La situazione del nostro paese sarebbe caratterizzata da «problemi notevoli», come esemplificato dal planisfero (foto), che la metterebbero sul medesimo piano di stati che soffrono di gravi deficit democratici in parte imputabili alla gravissima situazione globale dei mercati che ne è andata a colpire le economie già particolarmente deboli: è il caso, ad esempio, dei paesi balcanici dove la crisi ha accentuato i già pesanti problemi relativi alla libertà di stampa, con un ricorrente uso dei media per interessi privati o criminali, concorrenza sleale su un mercato assai ristretto, giornalisti sottopagati ed obbligati all'autocensura ed una giustizia assente quando non corrotta ed intenta a tormentare quanti cercano di denunciare le drammatiche situazioni in cui versano le proprie realtà. È il caso della Macedonia (94°), dell'Albania (96°), del Montenegro (107°) ma anche della Bosnia Erzegovina che si trova di poco al di sopra del nostro paese.
Un dato che, per la verità, riflette alla perfezione anche quelle che sono le distinzioni tra gli stessi paesi membri dell'UE in cui gli stati dell'Europa centro settentrionale, tutti ai primissimi posti della classifica, si contrappongono a realtà più controverse come la Bulgaria (all'80° posto), la Grecia (al 70° posto) e l'Italia, in cui le forze politiche hanno dimostrato pienamente la totale mancanza di volontà di far fronte alle questioni relative alle violazioni delle libertà. La situazione italiana, e dunque le motivazioni di questa 61° posizione, viene così riassunta:
L'Italia, in cui ancora una dozzina di giornalisti sono costretti a vivere sotto la protezione delle forze dell'ordine, ha voltato pagina rispetto ai molti anni di conflitto di interesse, grazie alle dimissioni di Silvio Berlusconi. Ma la posizione in classifica di quest'anno porta ancora il suo marchio, in particolar modo a causa di un tentativo di introduzione di una legge bavaglio e uno di introduzione dei filtri per Internet senza tener conto del parere della Giustizia, entrambe le proposte bocciate per un soffio.

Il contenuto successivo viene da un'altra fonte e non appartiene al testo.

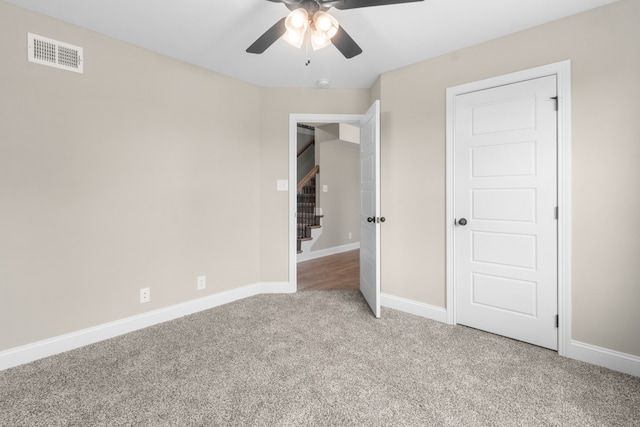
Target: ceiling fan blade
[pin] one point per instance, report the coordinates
(355, 4)
(268, 38)
(345, 44)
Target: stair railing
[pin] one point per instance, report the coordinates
(306, 209)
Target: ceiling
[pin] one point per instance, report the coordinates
(214, 34)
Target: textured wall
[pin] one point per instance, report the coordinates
(139, 172)
(603, 47)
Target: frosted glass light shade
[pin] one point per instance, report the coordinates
(296, 24)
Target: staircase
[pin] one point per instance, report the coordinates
(308, 216)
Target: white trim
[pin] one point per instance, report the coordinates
(294, 119)
(618, 361)
(563, 72)
(432, 312)
(51, 346)
(306, 256)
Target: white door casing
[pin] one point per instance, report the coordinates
(562, 71)
(370, 244)
(505, 200)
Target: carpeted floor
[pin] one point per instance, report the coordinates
(314, 358)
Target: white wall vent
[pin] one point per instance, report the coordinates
(53, 53)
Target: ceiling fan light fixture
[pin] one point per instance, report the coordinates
(297, 20)
(296, 24)
(325, 23)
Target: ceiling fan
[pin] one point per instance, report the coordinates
(309, 21)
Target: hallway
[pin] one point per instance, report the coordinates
(333, 272)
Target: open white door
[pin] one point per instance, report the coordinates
(370, 207)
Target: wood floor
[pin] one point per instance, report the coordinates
(333, 272)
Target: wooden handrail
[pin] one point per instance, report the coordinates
(307, 178)
(306, 147)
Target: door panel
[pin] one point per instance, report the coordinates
(506, 188)
(370, 207)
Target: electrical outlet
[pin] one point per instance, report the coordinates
(145, 295)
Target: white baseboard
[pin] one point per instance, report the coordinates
(49, 347)
(306, 256)
(615, 360)
(413, 307)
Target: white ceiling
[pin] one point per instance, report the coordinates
(214, 34)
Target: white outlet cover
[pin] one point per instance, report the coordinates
(145, 295)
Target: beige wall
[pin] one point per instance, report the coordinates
(603, 47)
(146, 175)
(140, 172)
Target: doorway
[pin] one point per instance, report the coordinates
(369, 197)
(508, 181)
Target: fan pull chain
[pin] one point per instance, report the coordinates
(306, 48)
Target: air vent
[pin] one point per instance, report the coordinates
(53, 53)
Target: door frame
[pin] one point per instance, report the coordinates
(294, 119)
(562, 70)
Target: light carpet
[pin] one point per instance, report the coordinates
(314, 359)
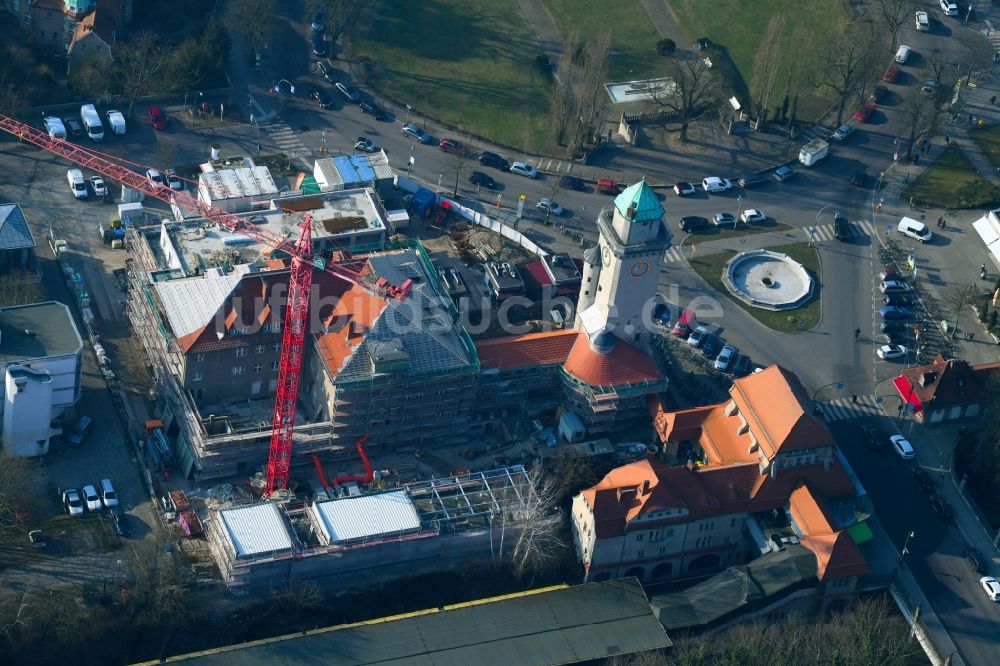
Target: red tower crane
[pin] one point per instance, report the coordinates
(302, 264)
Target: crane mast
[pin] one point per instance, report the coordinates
(300, 279)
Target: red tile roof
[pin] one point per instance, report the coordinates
(524, 351)
(624, 364)
(837, 556)
(951, 382)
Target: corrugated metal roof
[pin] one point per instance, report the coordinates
(367, 516)
(14, 231)
(190, 304)
(538, 628)
(257, 529)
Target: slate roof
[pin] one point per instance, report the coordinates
(14, 231)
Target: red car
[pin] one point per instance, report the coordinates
(157, 117)
(451, 146)
(865, 112)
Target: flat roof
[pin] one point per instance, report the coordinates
(256, 529)
(37, 330)
(366, 516)
(556, 625)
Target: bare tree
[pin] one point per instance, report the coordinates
(530, 517)
(135, 65)
(692, 92)
(769, 58)
(341, 17)
(957, 298)
(894, 14)
(845, 62)
(253, 20)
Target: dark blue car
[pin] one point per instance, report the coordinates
(894, 312)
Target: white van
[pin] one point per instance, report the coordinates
(76, 183)
(55, 127)
(914, 229)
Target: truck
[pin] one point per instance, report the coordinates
(813, 152)
(91, 122)
(116, 120)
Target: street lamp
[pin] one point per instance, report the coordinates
(838, 384)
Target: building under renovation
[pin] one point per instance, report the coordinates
(360, 539)
(208, 306)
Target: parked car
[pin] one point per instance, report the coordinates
(865, 113)
(72, 502)
(781, 174)
(691, 223)
(841, 228)
(922, 479)
(522, 169)
(975, 560)
(894, 312)
(890, 352)
(697, 337)
(349, 93)
(374, 110)
(843, 132)
(321, 98)
(941, 507)
(121, 523)
(890, 284)
(97, 184)
(715, 184)
(73, 126)
(452, 146)
(173, 180)
(989, 583)
(108, 495)
(365, 145)
(751, 180)
(872, 438)
(487, 158)
(725, 358)
(414, 132)
(684, 189)
(155, 178)
(156, 118)
(547, 205)
(902, 447)
(91, 499)
(482, 179)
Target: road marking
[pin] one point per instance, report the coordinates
(843, 408)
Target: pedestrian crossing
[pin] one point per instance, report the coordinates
(846, 408)
(286, 138)
(673, 255)
(826, 232)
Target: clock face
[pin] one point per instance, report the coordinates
(639, 268)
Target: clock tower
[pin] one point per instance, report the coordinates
(620, 277)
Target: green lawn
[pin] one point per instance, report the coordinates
(952, 182)
(804, 318)
(988, 140)
(633, 37)
(737, 26)
(470, 65)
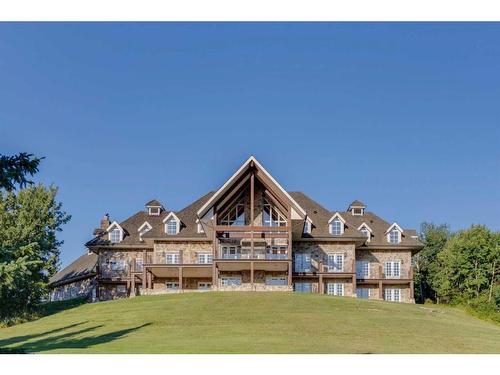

Un paese in cui l'ipotesi di un'informazione indipendente può a stento venire concepita dall'opinione comune, in cui le forze politiche condannano la libertà a soffrire quotidianamente sotto il giogo di interessi di parte di ogni tipo; in cui può ancora venire accettato che i poteri vadano ad interferire con la libera circolazione delle idee e con il diritto di tutti a conoscere. È questa la nostra Italia, «partially free» secondo la definizione del 2009 di Freedom House, incapace di crescere e di adattarsi alle esigenze di un mondo in trasformazione, intenta solo a guardarsi alle spalle verso un passato luminoso che non tornerà.